Friday 21 June 2019

Implementing KM through 6 decisions

Implementing Knowledge Management into an organisation will not happen accidentally. It happens by a deliberate decision. Or rather, it happens by a series of decisions.


Very few CEOs will wake up one morning and announce that the organisation will now be adopting Knowledge Management. Instead, like any other change, implementation is a series of investigations and decisions, and each decision rests on a basis of necessary evidence.

The chain of decisions is as follows.

1. The decision to investigate whether Knowledge Management would be something worth pursuing for your organisation. This is a decision to commission a task force, or some studies to gain some idea of whether KM is something the company needs to invest in. The task force will need to do some investigation, and see whether a business case can be made for KM.

2. The decision (based on evidence from the task force) that the organization needs improved Knowledge Management, and to proceed to find out how much investment is required. The task force will need to assess the current state of KM in the organisation. If the assessment shows that improvement in KM is needed, then further work is needed to scope out the scale of the implementation, to set the strategy, and to do a first-pass costing of what the implementation exercise might cost.

3. The decision (based on evidence from the assessment) to set up a KM implementation program, with a full-time team and budget. Once the organisation understands the scope of the KM implementation exercise, they fund a team and get going. At this stage they will have a KM strategy and implementation plan, and can conduct some proof of concept exercises as a trial of KM in the organisation.

4. The decision (based on the strategy) to pilot KM in high profile areas. If the small scale trials are successful, and KM has not fallen flat on it’s face or run into political road blocks, then the company may decide to scale up, and run some full scale pilots to fully road-test an integrated KM framework. By this time, KM is becoming quite high profile, and quite high cost.

5. The decision (based on evidence from the pilot) to roll out KM as a required discipline to the whole organisation. The pilots were successful, the value of KM to the business and to the employees is proven, and the integrated KM framework is robust. Now is the decision – not to be taken lightly! – whether to roll out a KM framework to the whole organisation, as a part of the company management framework. This is the point of no return.

6. Once KM is embedded, the decision to stand down the implementation team and hand over to management within the business. Once roll-out is over, the company has to decide when to stand down the implementation team, and hand responsibility for KM over to a steady state organisation

Treating KM as a series of incremental decisions has two main benefits.


  • Firstly, it allows incremental investment rather than ‘trust me, it will work out OK’ management.

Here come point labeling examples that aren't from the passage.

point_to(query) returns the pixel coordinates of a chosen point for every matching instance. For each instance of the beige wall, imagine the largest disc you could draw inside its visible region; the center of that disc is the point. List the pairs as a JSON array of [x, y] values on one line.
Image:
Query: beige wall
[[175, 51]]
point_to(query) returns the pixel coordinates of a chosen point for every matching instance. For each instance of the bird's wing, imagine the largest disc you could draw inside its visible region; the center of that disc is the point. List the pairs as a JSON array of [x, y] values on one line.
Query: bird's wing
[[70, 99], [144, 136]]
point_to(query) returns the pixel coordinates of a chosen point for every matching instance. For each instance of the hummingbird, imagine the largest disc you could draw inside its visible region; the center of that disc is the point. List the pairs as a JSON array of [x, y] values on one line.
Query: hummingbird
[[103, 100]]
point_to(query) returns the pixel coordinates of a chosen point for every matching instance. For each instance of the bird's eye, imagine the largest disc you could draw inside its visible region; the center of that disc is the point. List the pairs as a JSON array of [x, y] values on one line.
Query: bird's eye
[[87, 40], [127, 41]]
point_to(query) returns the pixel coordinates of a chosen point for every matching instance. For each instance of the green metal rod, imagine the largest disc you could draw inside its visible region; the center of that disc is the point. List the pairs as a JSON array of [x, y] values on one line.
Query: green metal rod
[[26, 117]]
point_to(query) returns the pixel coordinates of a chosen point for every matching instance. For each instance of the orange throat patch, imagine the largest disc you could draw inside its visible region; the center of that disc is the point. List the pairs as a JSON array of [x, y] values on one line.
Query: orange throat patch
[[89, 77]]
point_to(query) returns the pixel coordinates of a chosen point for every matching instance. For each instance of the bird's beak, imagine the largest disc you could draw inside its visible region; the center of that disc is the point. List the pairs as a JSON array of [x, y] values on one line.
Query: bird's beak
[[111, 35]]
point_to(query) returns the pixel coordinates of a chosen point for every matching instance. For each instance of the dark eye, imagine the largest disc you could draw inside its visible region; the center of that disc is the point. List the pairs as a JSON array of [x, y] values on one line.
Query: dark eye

This is sensible prudent decision-making. The investment in each stage will be a little larger than the previous stage – a task force costs less than a team, which costs less than a series of pilots, which costs less than a roll-out campaign. Each incremental increase in cost is built on a decision, which depends on the results of the previous stage, and on how well KM has proven itself. And at any point up until decision 5, the company can change its mind, because it is not fully committed. Beyond step 5 the company is committed to roll-out.
  • And that’s the second advantage. If each decision is made by the right people, based on the right information and the right criteria, then you shouldn't have to revisit the decisions later. Each decision should be documented, and should stand on its own merits; without assuming a benefit that hasn't been delivered yet. You shouldn't have to keep re-justifying, and remaking decisions.


So who are the right people to make the decisions? They need to be senior, and they need to have authority to spend the money. Decision number 5 – the decision to roll out KM – needs to be made at the highest level. You need the support of the CEO to make a company-wide change like this.

However by the time it comes to decision 5, you will have a series of successful trials and pilots that demonstrate that KM works in your organisation, and delivers real value.